Anoche tuve ocasión de asistir en un conocido Colegio Mayor de Madrid, a una conferencia sobre el cardenal Newman. El clérigo es el intelectual inglés cuya personalidad más me ha marcado, junto con Thomas Moro. Y ambos siguieron caminos ciertamente similares.
En efecto, los dos se criaron dentro de familias acomodadas (si bien la de John Henry Newman cayó en desgracia siendo él todavía joven). El padre de Moro era un prestigiosísimo abogado, profesión muy bien valorada en la época (si es que alguna vez lo ha estado).
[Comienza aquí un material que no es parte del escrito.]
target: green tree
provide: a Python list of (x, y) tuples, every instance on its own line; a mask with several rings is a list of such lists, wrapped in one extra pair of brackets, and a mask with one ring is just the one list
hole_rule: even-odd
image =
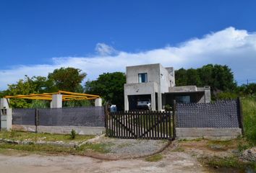
[[(35, 93), (35, 85), (31, 79), (25, 76), (24, 79), (20, 79), (16, 84), (9, 84), (8, 89), (4, 92), (4, 95), (26, 95)], [(9, 105), (12, 107), (30, 107), (32, 100), (23, 99), (11, 99)]]
[(210, 86), (212, 91), (233, 91), (236, 87), (233, 72), (227, 66), (208, 64), (197, 69), (181, 68), (175, 71), (176, 86)]
[(176, 86), (187, 85), (187, 70), (182, 68), (175, 71), (175, 84)]
[(97, 80), (87, 81), (85, 92), (100, 95), (105, 102), (116, 105), (119, 110), (124, 109), (124, 84), (126, 77), (124, 73), (104, 73)]
[(187, 71), (187, 85), (201, 86), (201, 79), (199, 76), (198, 70), (189, 68)]
[(56, 86), (51, 90), (75, 92), (80, 87), (82, 81), (86, 76), (86, 74), (81, 71), (80, 69), (72, 67), (55, 69), (53, 73), (48, 75), (49, 82), (53, 81)]

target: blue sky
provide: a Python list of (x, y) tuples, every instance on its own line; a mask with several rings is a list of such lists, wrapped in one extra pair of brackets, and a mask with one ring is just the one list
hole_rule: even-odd
[[(0, 1), (0, 89), (61, 66), (231, 66), (256, 81), (256, 1)], [(254, 81), (255, 80), (255, 81)]]

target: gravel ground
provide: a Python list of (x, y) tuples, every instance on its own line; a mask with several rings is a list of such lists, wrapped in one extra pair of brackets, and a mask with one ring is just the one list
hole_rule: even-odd
[(101, 143), (106, 143), (109, 153), (105, 154), (111, 158), (137, 158), (151, 155), (162, 151), (169, 141), (167, 140), (118, 139), (103, 138)]

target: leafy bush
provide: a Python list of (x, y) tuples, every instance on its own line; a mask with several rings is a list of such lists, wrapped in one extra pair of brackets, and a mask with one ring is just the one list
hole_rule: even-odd
[(231, 92), (219, 92), (217, 94), (217, 99), (233, 99), (237, 98), (238, 95)]

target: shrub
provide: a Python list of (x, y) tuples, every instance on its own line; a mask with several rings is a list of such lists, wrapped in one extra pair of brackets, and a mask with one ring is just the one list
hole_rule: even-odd
[(77, 136), (77, 132), (74, 129), (72, 129), (71, 130), (71, 133), (70, 133), (71, 138), (72, 139), (74, 139), (75, 137)]

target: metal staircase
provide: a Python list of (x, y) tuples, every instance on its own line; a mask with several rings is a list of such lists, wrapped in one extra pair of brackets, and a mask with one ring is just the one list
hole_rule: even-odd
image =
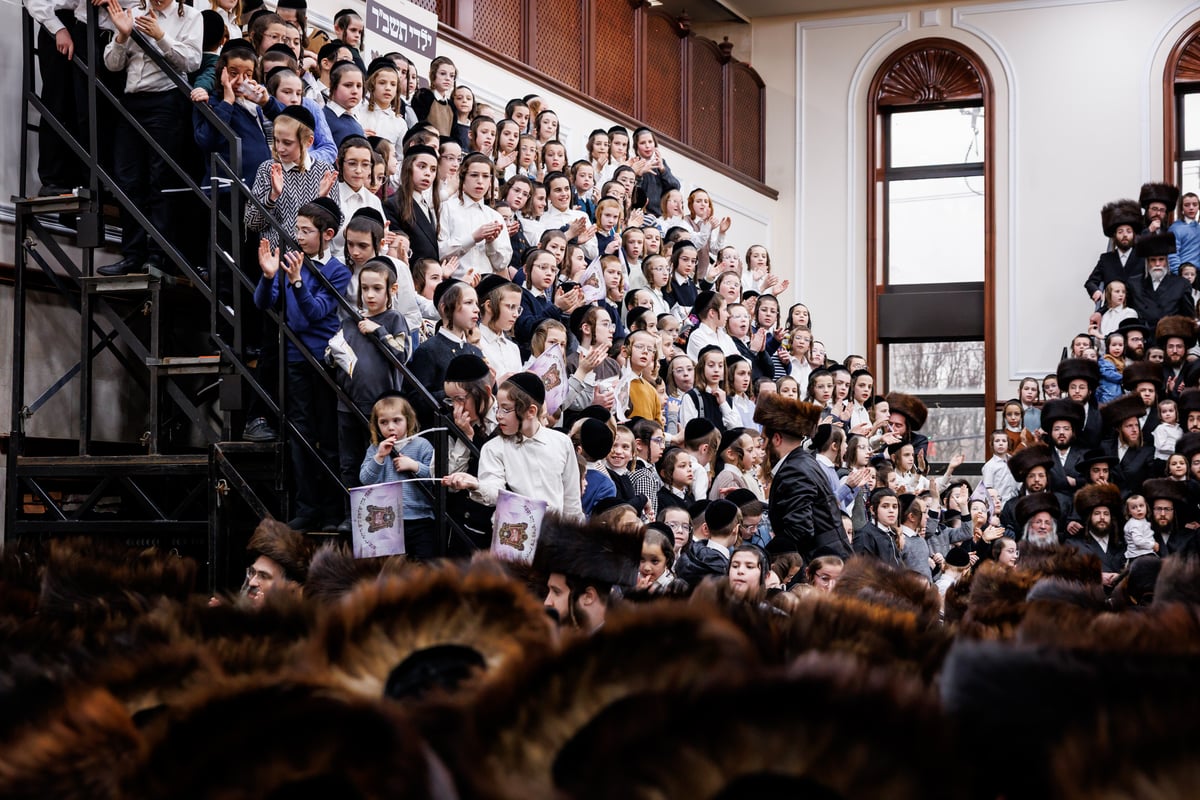
[[(96, 7), (89, 5), (88, 10), (91, 29), (96, 30)], [(270, 379), (256, 377), (242, 336), (244, 296), (253, 291), (254, 283), (241, 270), (239, 248), (230, 247), (234, 251), (230, 253), (216, 243), (241, 242), (242, 209), (258, 203), (240, 181), (240, 143), (233, 131), (202, 104), (196, 108), (226, 137), (229, 160), (216, 154), (209, 157), (211, 179), (206, 186), (198, 185), (179, 163), (168, 161), (186, 199), (203, 209), (208, 222), (208, 263), (197, 266), (163, 233), (154, 229), (142, 210), (121, 192), (112, 174), (91, 156), (98, 152), (96, 110), (101, 104), (122, 114), (145, 139), (146, 148), (156, 148), (166, 155), (97, 79), (98, 48), (92, 48), (92, 58), (86, 60), (78, 53), (74, 56), (74, 67), (85, 77), (89, 96), (89, 130), (86, 140), (80, 142), (62, 120), (49, 113), (37, 94), (35, 23), (28, 13), (23, 14), (23, 22), (22, 162), (29, 163), (30, 140), (38, 131), (38, 125), (30, 121), (36, 113), (41, 126), (54, 130), (88, 166), (89, 185), (71, 196), (30, 197), (23, 172), (20, 194), (13, 198), (17, 246), (5, 540), (95, 535), (122, 537), (133, 545), (154, 543), (178, 549), (204, 564), (210, 591), (236, 587), (244, 567), (240, 551), (253, 527), (266, 516), (281, 519), (289, 516), (289, 443), (313, 451), (312, 444), (298, 435), (282, 411), (286, 408), (282, 368)], [(133, 37), (166, 73), (175, 74), (142, 34), (134, 31)], [(174, 80), (179, 91), (190, 91), (185, 82), (178, 77)], [(102, 199), (130, 212), (161, 246), (170, 273), (149, 270), (121, 277), (96, 275), (96, 251), (104, 243)], [(269, 213), (265, 216), (270, 219)], [(73, 230), (72, 243), (82, 252), (78, 261), (52, 231), (52, 219), (65, 219)], [(282, 230), (274, 221), (271, 225), (282, 242), (299, 249), (290, 231)], [(252, 273), (254, 271), (257, 264)], [(34, 277), (78, 311), (79, 344), (76, 363), (41, 396), (30, 399), (25, 385), (29, 356), (25, 330)], [(319, 272), (317, 278), (331, 288)], [(360, 318), (358, 309), (341, 297), (340, 302), (343, 313)], [(266, 313), (277, 324), (280, 337), (277, 342), (264, 342), (264, 348), (278, 348), (278, 363), (287, 363), (284, 345), (290, 339), (305, 354), (310, 367), (346, 398), (324, 366), (308, 354), (288, 326), (283, 312)], [(413, 379), (391, 350), (378, 344), (407, 385), (424, 392), (428, 404), (437, 408), (428, 390)], [(131, 395), (144, 399), (144, 408), (96, 408), (97, 371), (106, 368), (96, 362), (102, 354), (112, 355), (121, 371), (121, 380), (127, 381)], [(110, 373), (107, 377), (112, 377)], [(26, 437), (29, 419), (76, 380), (79, 390), (77, 439)], [(235, 440), (251, 397), (280, 420), (278, 441)], [(100, 414), (108, 419), (122, 416), (134, 422), (132, 427), (140, 434), (131, 441), (97, 441), (92, 432)], [(361, 414), (358, 416), (362, 425), (367, 423)], [(440, 431), (430, 434), (430, 439), (436, 452), (434, 471), (445, 474), (449, 437), (474, 447), (440, 410), (439, 417)], [(323, 483), (323, 491), (346, 493), (338, 476), (328, 469)], [(452, 537), (469, 542), (445, 513), (446, 498), (440, 485), (420, 486), (432, 494), (442, 527), (442, 545), (449, 546)]]

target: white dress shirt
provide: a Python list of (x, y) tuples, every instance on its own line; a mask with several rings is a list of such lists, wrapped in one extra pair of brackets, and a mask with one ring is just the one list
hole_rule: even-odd
[(512, 241), (504, 230), (491, 241), (475, 241), (480, 225), (488, 222), (504, 224), (499, 211), (463, 196), (462, 199), (454, 197), (443, 203), (439, 218), (438, 251), (443, 259), (458, 257), (458, 267), (450, 277), (462, 278), (472, 267), (480, 277), (508, 269), (512, 260)]
[[(184, 10), (182, 16), (179, 13), (180, 7)], [(149, 6), (145, 10), (131, 10), (134, 20), (145, 17), (149, 11)], [(175, 67), (179, 76), (186, 78), (188, 72), (196, 72), (200, 68), (204, 18), (200, 17), (199, 10), (180, 6), (178, 2), (172, 2), (157, 17), (163, 36), (155, 43), (155, 47), (167, 56), (167, 61)], [(125, 72), (126, 92), (172, 91), (175, 89), (170, 78), (158, 68), (157, 64), (150, 60), (132, 36), (124, 42), (118, 42), (116, 37), (113, 37), (113, 41), (104, 48), (104, 66), (113, 72)]]
[(500, 489), (545, 500), (550, 511), (583, 518), (580, 468), (575, 447), (563, 433), (539, 426), (520, 441), (516, 437), (490, 439), (479, 453), (479, 488), (472, 498), (494, 506)]

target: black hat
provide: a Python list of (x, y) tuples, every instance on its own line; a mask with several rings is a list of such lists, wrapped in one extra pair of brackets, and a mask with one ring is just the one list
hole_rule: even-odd
[(1084, 427), (1084, 407), (1064, 398), (1046, 401), (1042, 407), (1042, 429), (1050, 431), (1050, 426), (1057, 420), (1070, 422), (1072, 429), (1079, 433)]
[(456, 355), (450, 359), (450, 363), (446, 365), (446, 374), (443, 380), (450, 384), (469, 384), (474, 380), (482, 380), (490, 374), (491, 372), (487, 368), (486, 361), (480, 359), (478, 355), (463, 353), (462, 355)]
[(1162, 203), (1170, 211), (1180, 199), (1180, 190), (1170, 184), (1142, 184), (1141, 192), (1138, 193), (1138, 203), (1144, 209), (1150, 209), (1151, 203)]
[(462, 283), (458, 278), (446, 278), (438, 285), (433, 287), (433, 306), (437, 307), (442, 303), (442, 296), (450, 290), (450, 287), (455, 287)]
[(535, 404), (546, 404), (546, 384), (532, 372), (518, 372), (509, 375), (508, 383), (516, 384), (521, 391), (533, 398)]
[(1138, 240), (1136, 251), (1142, 258), (1171, 255), (1175, 253), (1175, 234), (1164, 231), (1142, 236)]
[(971, 564), (971, 554), (965, 547), (952, 547), (946, 554), (946, 563), (961, 570)]
[(583, 455), (588, 461), (600, 461), (601, 458), (606, 458), (612, 451), (612, 443), (614, 439), (616, 437), (612, 433), (612, 428), (600, 420), (586, 417), (580, 423), (580, 446), (583, 447)]
[[(217, 16), (220, 17), (220, 14), (217, 14)], [(232, 40), (229, 40), (228, 42), (226, 42), (224, 44), (221, 46), (221, 55), (224, 55), (226, 53), (229, 53), (230, 50), (250, 50), (251, 58), (256, 58), (256, 59), (258, 58), (257, 55), (254, 55), (254, 46), (251, 44), (251, 42), (250, 42), (248, 38), (232, 38)], [(275, 67), (275, 68), (278, 70), (280, 67)], [(287, 67), (282, 67), (282, 68), (287, 70)], [(272, 72), (274, 72), (274, 70), (272, 70)]]
[(300, 125), (305, 126), (310, 131), (317, 128), (317, 120), (304, 106), (284, 106), (283, 110), (275, 116), (275, 121), (278, 122), (281, 116), (290, 116)]
[(709, 433), (716, 429), (716, 426), (706, 420), (702, 416), (688, 420), (688, 425), (683, 426), (683, 438), (685, 441), (695, 441), (701, 437), (707, 437)]
[(1100, 407), (1100, 420), (1106, 428), (1117, 428), (1129, 417), (1140, 417), (1146, 414), (1146, 404), (1141, 402), (1141, 395), (1129, 392)]
[(367, 76), (372, 76), (380, 70), (396, 70), (396, 62), (391, 59), (380, 55), (379, 58), (371, 59), (371, 64), (367, 65)]
[(1135, 234), (1146, 227), (1136, 200), (1116, 200), (1100, 209), (1100, 228), (1105, 236), (1110, 239), (1115, 236), (1121, 225), (1129, 225)]
[(1086, 381), (1087, 387), (1094, 392), (1096, 386), (1100, 383), (1100, 365), (1091, 359), (1063, 359), (1058, 362), (1055, 377), (1058, 379), (1058, 387), (1064, 395), (1067, 386), (1073, 380)]
[(329, 215), (334, 217), (334, 219), (337, 222), (337, 224), (334, 225), (335, 228), (342, 227), (342, 209), (336, 203), (334, 203), (334, 200), (331, 200), (328, 197), (318, 197), (310, 200), (310, 203), (312, 203), (313, 205), (319, 205), (322, 209), (328, 211)]
[(493, 291), (496, 291), (506, 283), (512, 285), (514, 288), (518, 288), (517, 284), (512, 283), (503, 275), (497, 275), (496, 272), (488, 272), (487, 275), (481, 277), (479, 279), (479, 283), (475, 284), (475, 294), (479, 295), (479, 302), (482, 303), (484, 297), (492, 294)]
[(738, 511), (740, 509), (724, 498), (713, 500), (704, 509), (704, 524), (708, 525), (709, 530), (728, 528), (737, 519)]
[(359, 217), (371, 219), (372, 222), (378, 222), (380, 225), (383, 225), (383, 215), (372, 209), (370, 205), (365, 205), (350, 215), (350, 219), (358, 219)]

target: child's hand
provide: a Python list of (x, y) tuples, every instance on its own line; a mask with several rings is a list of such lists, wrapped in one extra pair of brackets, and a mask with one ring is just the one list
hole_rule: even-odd
[(334, 188), (335, 184), (337, 184), (337, 173), (330, 169), (320, 176), (320, 188), (317, 190), (317, 193), (320, 197), (329, 197), (329, 191)]
[(396, 456), (391, 459), (391, 465), (396, 468), (397, 473), (415, 473), (421, 468), (415, 459), (408, 456)]
[(274, 279), (280, 271), (280, 251), (271, 247), (265, 236), (258, 241), (258, 265), (263, 267), (263, 275), (269, 279)]
[(300, 267), (304, 266), (304, 253), (284, 253), (283, 255), (283, 272), (288, 276), (288, 283), (295, 283), (300, 279)]
[(283, 164), (277, 161), (271, 162), (271, 203), (275, 203), (283, 194)]

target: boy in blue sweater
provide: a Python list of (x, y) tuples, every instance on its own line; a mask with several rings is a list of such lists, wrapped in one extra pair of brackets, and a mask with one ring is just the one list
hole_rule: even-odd
[[(264, 237), (258, 247), (263, 277), (254, 289), (259, 308), (282, 308), (283, 319), (318, 361), (337, 332), (337, 296), (346, 291), (350, 271), (330, 253), (329, 243), (342, 224), (334, 200), (318, 197), (296, 213), (296, 243), (302, 252), (280, 252)], [(316, 276), (320, 272), (332, 291)], [(344, 517), (344, 499), (337, 475), (337, 398), (334, 390), (290, 339), (287, 343), (287, 421), (295, 428), (292, 441), (292, 476), (295, 483), (295, 530), (336, 531)], [(302, 440), (302, 441), (301, 441)], [(304, 443), (312, 445), (318, 463)]]

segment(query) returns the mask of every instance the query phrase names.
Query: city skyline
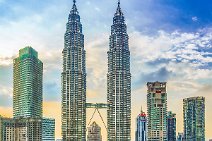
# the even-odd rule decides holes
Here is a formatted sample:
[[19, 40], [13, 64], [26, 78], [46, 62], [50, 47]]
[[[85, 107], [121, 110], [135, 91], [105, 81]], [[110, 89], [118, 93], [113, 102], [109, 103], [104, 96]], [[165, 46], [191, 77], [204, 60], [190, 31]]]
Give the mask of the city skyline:
[[[72, 1], [71, 1], [72, 2]], [[57, 4], [61, 7], [65, 7], [63, 12], [59, 11], [60, 14], [54, 15], [55, 17], [59, 18], [59, 15], [63, 15], [61, 21], [63, 22], [55, 22], [54, 20], [50, 20], [52, 23], [46, 25], [45, 19], [42, 19], [43, 17], [47, 17], [49, 19], [53, 18], [49, 16], [48, 14], [44, 12], [43, 15], [39, 12], [31, 11], [32, 13], [27, 13], [23, 18], [25, 20], [20, 20], [18, 18], [12, 18], [9, 16], [5, 16], [4, 18], [1, 18], [3, 22], [1, 23], [0, 28], [2, 29], [2, 38], [0, 39], [0, 43], [2, 44], [2, 47], [0, 48], [0, 56], [1, 56], [1, 64], [0, 64], [0, 73], [1, 73], [1, 100], [0, 101], [0, 112], [5, 115], [10, 116], [11, 112], [7, 114], [7, 111], [11, 111], [11, 87], [12, 83], [11, 81], [11, 58], [14, 58], [16, 56], [17, 51], [26, 46], [31, 45], [34, 47], [38, 52], [41, 54], [41, 60], [44, 60], [44, 115], [51, 115], [52, 113], [48, 113], [49, 109], [51, 109], [52, 105], [55, 105], [59, 107], [60, 109], [60, 76], [58, 72], [60, 72], [61, 68], [61, 48], [63, 48], [63, 42], [62, 42], [62, 32], [64, 32], [64, 23], [67, 19], [67, 13], [69, 13], [71, 9], [72, 3], [68, 1], [64, 1], [64, 4]], [[78, 2], [78, 1], [77, 1]], [[90, 4], [89, 4], [90, 2]], [[145, 1], [146, 2], [146, 1]], [[4, 5], [6, 2], [1, 1], [0, 6]], [[44, 2], [45, 3], [45, 2]], [[43, 4], [43, 7], [45, 8], [45, 4]], [[57, 3], [53, 1], [53, 5]], [[116, 1], [108, 1], [108, 2], [96, 2], [96, 1], [86, 1], [83, 3], [82, 1], [78, 2], [80, 14], [83, 19], [83, 27], [85, 31], [85, 47], [87, 50], [87, 63], [89, 64], [87, 70], [88, 70], [88, 102], [98, 102], [102, 101], [105, 102], [106, 98], [106, 69], [107, 63], [106, 58], [107, 54], [106, 51], [108, 49], [108, 36], [109, 36], [109, 30], [111, 25], [111, 18], [113, 17], [113, 11], [116, 9]], [[207, 107], [211, 107], [210, 103], [208, 101], [211, 100], [211, 96], [209, 95], [211, 93], [211, 27], [207, 23], [207, 20], [211, 21], [211, 17], [208, 16], [205, 18], [204, 16], [201, 17], [201, 15], [198, 15], [198, 12], [195, 13], [194, 11], [193, 15], [191, 14], [190, 17], [188, 16], [186, 20], [190, 19], [192, 29], [184, 29], [184, 25], [182, 22], [179, 25], [182, 25], [182, 28], [175, 27], [174, 29], [171, 29], [170, 26], [168, 28], [171, 30], [167, 30], [164, 28], [161, 23], [158, 23], [158, 28], [160, 29], [154, 29], [155, 27], [152, 24], [149, 24], [149, 28], [151, 27], [152, 30], [156, 30], [155, 32], [151, 33], [154, 35], [151, 35], [149, 33], [146, 33], [145, 30], [148, 30], [147, 25], [143, 25], [145, 22], [151, 19], [150, 17], [142, 17], [145, 13], [145, 10], [147, 11], [147, 8], [144, 7], [136, 7], [138, 4], [147, 4], [140, 2], [140, 1], [133, 1], [133, 2], [127, 2], [122, 1], [122, 9], [124, 11], [125, 17], [127, 19], [127, 26], [129, 28], [129, 36], [130, 36], [130, 48], [132, 50], [132, 136], [134, 135], [134, 119], [139, 112], [139, 108], [141, 103], [146, 102], [146, 89], [145, 89], [145, 83], [147, 81], [167, 81], [168, 82], [168, 107], [169, 110], [172, 110], [177, 114], [178, 119], [178, 131], [182, 132], [182, 99], [186, 97], [192, 97], [192, 96], [205, 96], [206, 97], [206, 138], [211, 138], [212, 135], [210, 135], [210, 127], [207, 126], [207, 123], [210, 125], [211, 120], [211, 113], [207, 112]], [[6, 3], [7, 4], [7, 3]], [[8, 3], [9, 4], [9, 3]], [[26, 2], [26, 4], [28, 4]], [[108, 4], [108, 9], [111, 9], [110, 13], [104, 14], [106, 9], [102, 5]], [[151, 6], [154, 6], [151, 2], [148, 3]], [[160, 9], [161, 2], [159, 1], [155, 8]], [[19, 5], [19, 3], [14, 3], [14, 5]], [[91, 10], [93, 6], [97, 5], [97, 8], [95, 7], [94, 10]], [[111, 5], [111, 6], [109, 6]], [[171, 5], [171, 6], [170, 6]], [[180, 2], [178, 3], [178, 6], [180, 5]], [[85, 6], [83, 8], [83, 6]], [[87, 7], [86, 7], [87, 6]], [[90, 6], [90, 7], [89, 7]], [[173, 8], [172, 4], [167, 3], [169, 8]], [[204, 7], [203, 5], [202, 7]], [[100, 11], [99, 11], [99, 9]], [[135, 7], [134, 10], [129, 10], [130, 8]], [[207, 6], [206, 11], [208, 10]], [[53, 10], [52, 10], [52, 9]], [[51, 10], [54, 12], [54, 6], [47, 9], [47, 13]], [[90, 8], [90, 9], [89, 9]], [[140, 10], [144, 8], [144, 10]], [[107, 10], [108, 10], [107, 9]], [[177, 9], [177, 8], [176, 8]], [[10, 9], [9, 9], [10, 10]], [[23, 12], [21, 10], [21, 6], [17, 7], [16, 9], [18, 12]], [[29, 9], [26, 9], [29, 10]], [[44, 10], [44, 9], [43, 9]], [[92, 16], [89, 16], [86, 14], [86, 11], [90, 10], [96, 11], [93, 14], [97, 15], [96, 17], [97, 23], [94, 23], [95, 28], [91, 28], [89, 26], [90, 22], [93, 21]], [[168, 8], [164, 9], [169, 10]], [[200, 10], [202, 8], [200, 7]], [[57, 11], [57, 10], [56, 10]], [[98, 12], [99, 11], [99, 12]], [[162, 11], [162, 12], [164, 12]], [[176, 10], [177, 11], [177, 10]], [[176, 12], [174, 11], [174, 12]], [[13, 11], [12, 11], [13, 12]], [[17, 13], [18, 13], [17, 12]], [[57, 11], [58, 12], [58, 11]], [[140, 12], [141, 14], [141, 22], [138, 22], [138, 19], [136, 18], [136, 12], [137, 14]], [[154, 12], [154, 10], [153, 10]], [[185, 11], [184, 11], [185, 12]], [[38, 13], [38, 15], [36, 15]], [[51, 12], [50, 12], [51, 13]], [[203, 12], [204, 13], [204, 12]], [[4, 13], [3, 13], [4, 14]], [[30, 19], [30, 14], [35, 16], [34, 18]], [[42, 15], [39, 17], [39, 14]], [[89, 13], [92, 14], [92, 13]], [[130, 15], [131, 14], [131, 15]], [[177, 13], [174, 13], [175, 16]], [[179, 13], [179, 17], [180, 17]], [[195, 15], [196, 14], [196, 15]], [[21, 14], [23, 15], [23, 13]], [[51, 14], [50, 14], [51, 15]], [[87, 16], [86, 16], [87, 15]], [[101, 15], [104, 15], [104, 18], [100, 18]], [[207, 15], [207, 14], [206, 14]], [[138, 15], [137, 15], [138, 16]], [[182, 15], [181, 15], [182, 16]], [[138, 16], [139, 17], [139, 16]], [[176, 16], [176, 19], [179, 18]], [[27, 19], [29, 18], [29, 19]], [[158, 17], [162, 18], [162, 17]], [[167, 17], [167, 19], [170, 17]], [[102, 19], [102, 21], [100, 20]], [[144, 19], [147, 19], [146, 21]], [[207, 20], [206, 20], [207, 19]], [[11, 22], [8, 22], [8, 21]], [[142, 22], [142, 20], [144, 20]], [[152, 20], [152, 19], [151, 19]], [[149, 21], [150, 23], [152, 21]], [[173, 19], [172, 19], [173, 20]], [[13, 22], [16, 21], [16, 22]], [[31, 22], [34, 21], [35, 23]], [[86, 22], [90, 21], [90, 22]], [[95, 20], [94, 20], [95, 21]], [[29, 23], [28, 25], [26, 23]], [[102, 23], [99, 25], [99, 23]], [[166, 21], [167, 22], [167, 21]], [[173, 21], [172, 21], [173, 22]], [[167, 22], [168, 25], [172, 22]], [[5, 23], [8, 23], [6, 25]], [[185, 21], [186, 23], [186, 21]], [[198, 24], [197, 24], [198, 23]], [[210, 22], [209, 22], [210, 23]], [[5, 24], [5, 25], [4, 25]], [[31, 24], [31, 25], [30, 25]], [[141, 24], [141, 27], [138, 27], [138, 25]], [[24, 25], [24, 27], [22, 27]], [[26, 25], [26, 26], [25, 26]], [[41, 26], [39, 26], [41, 25]], [[52, 26], [52, 27], [51, 27]], [[104, 28], [100, 28], [103, 26]], [[174, 25], [173, 25], [174, 26]], [[11, 30], [11, 32], [6, 32], [8, 29], [14, 29]], [[19, 27], [19, 28], [17, 28]], [[37, 28], [35, 28], [37, 27]], [[46, 29], [44, 28], [46, 27]], [[54, 29], [52, 29], [54, 27]], [[203, 28], [204, 27], [204, 28]], [[141, 29], [143, 28], [143, 30]], [[20, 36], [15, 36], [16, 38], [11, 37], [11, 34], [16, 35], [16, 31], [19, 29], [22, 29], [23, 32], [17, 32], [21, 33]], [[94, 29], [94, 30], [92, 30]], [[98, 30], [99, 29], [99, 30]], [[98, 32], [96, 31], [98, 30]], [[31, 32], [30, 32], [31, 31]], [[47, 32], [48, 31], [48, 32]], [[92, 33], [93, 31], [96, 35], [90, 34], [91, 36], [88, 36], [89, 32]], [[46, 32], [43, 34], [43, 32]], [[9, 34], [8, 34], [9, 33]], [[31, 33], [31, 34], [29, 34]], [[64, 33], [63, 33], [64, 34]], [[54, 35], [54, 36], [52, 36]], [[59, 37], [60, 36], [60, 37]], [[99, 37], [98, 37], [99, 36]], [[8, 37], [12, 38], [12, 40], [9, 41]], [[24, 38], [26, 37], [26, 38]], [[51, 39], [50, 39], [51, 37]], [[88, 37], [88, 38], [86, 38]], [[53, 40], [52, 40], [53, 38]], [[14, 40], [13, 40], [14, 39]], [[12, 42], [11, 42], [12, 41]], [[153, 42], [152, 42], [153, 41]], [[154, 52], [153, 50], [156, 50]], [[94, 53], [95, 52], [95, 53]], [[103, 57], [103, 58], [102, 58]], [[154, 66], [154, 67], [153, 67]], [[183, 68], [183, 69], [182, 69]], [[155, 74], [155, 75], [154, 75]], [[53, 77], [54, 76], [54, 77]], [[8, 95], [10, 96], [8, 98]], [[102, 98], [104, 97], [104, 98]], [[95, 99], [99, 99], [98, 101]], [[8, 101], [8, 102], [7, 102]], [[176, 102], [175, 104], [173, 104]], [[59, 105], [58, 105], [59, 103]], [[48, 106], [46, 106], [48, 105]], [[177, 105], [177, 106], [176, 106]], [[181, 105], [181, 110], [178, 108]], [[8, 108], [8, 109], [7, 109]], [[5, 110], [4, 110], [5, 109]], [[58, 110], [57, 109], [57, 110]], [[144, 107], [146, 109], [146, 107]], [[145, 110], [146, 111], [146, 110]], [[58, 110], [58, 112], [60, 112]], [[55, 116], [55, 115], [51, 115]], [[89, 116], [88, 116], [89, 117]], [[60, 121], [58, 121], [60, 124]], [[58, 128], [58, 127], [57, 127]], [[60, 134], [60, 133], [59, 133]], [[57, 133], [58, 135], [58, 133]]]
El de John Henry tenía un banco en la época en que los banqueros se estaban convirtiendo en la nueva aristocracia.
Ambos fueron hombres trabajadores que alcanzaron fama gracias a su prestigio profesional, alcanzando la más altas cotas de gloria humana, representadas en la concesión de Lord Canciller a Thomas y fellow de Oxford a Newman. En el ámbito político y en el académico, estos cargos eran fundamentales y tremendamente influyentes. Eran puestos de una gran responsabilidad al alcance de muy pocos y para alcanzarlos había que alcanzar un alto grado de inteligencia y poseer un gran racimo de virtudes humanas –empezando por la humildad- si no querías acabar siendo odiado y despreciado por tu altanería y soberbia.
Ambos fueron precisos estrategas políticos. La Utopía del mártir todavía es obra imprescindible de cualquier facultad de Políticas del mundo. Por su parte, la carta al Duque de Norfolk del cardenal ha sido reconocida por algún acérrimo comunista como el mejor tratado político escrito en inglés en los últimos siglos. Ambos eran ardientes patriotas con arraigados principios. Y la fidelidad a esos principios les granjeó muchos enemigos que les hicieron caer en desgracia.
Ahora, con la reciente beatificación del cardenal Newman, ambos tienen otra cosa en común: son venerados como ejemplo de vida. Con ingleses como estos tan sólo puedo quitarme el sombrero y gritar jubiloso: Dios bendiga Inglaterra (a pesar de los pesares).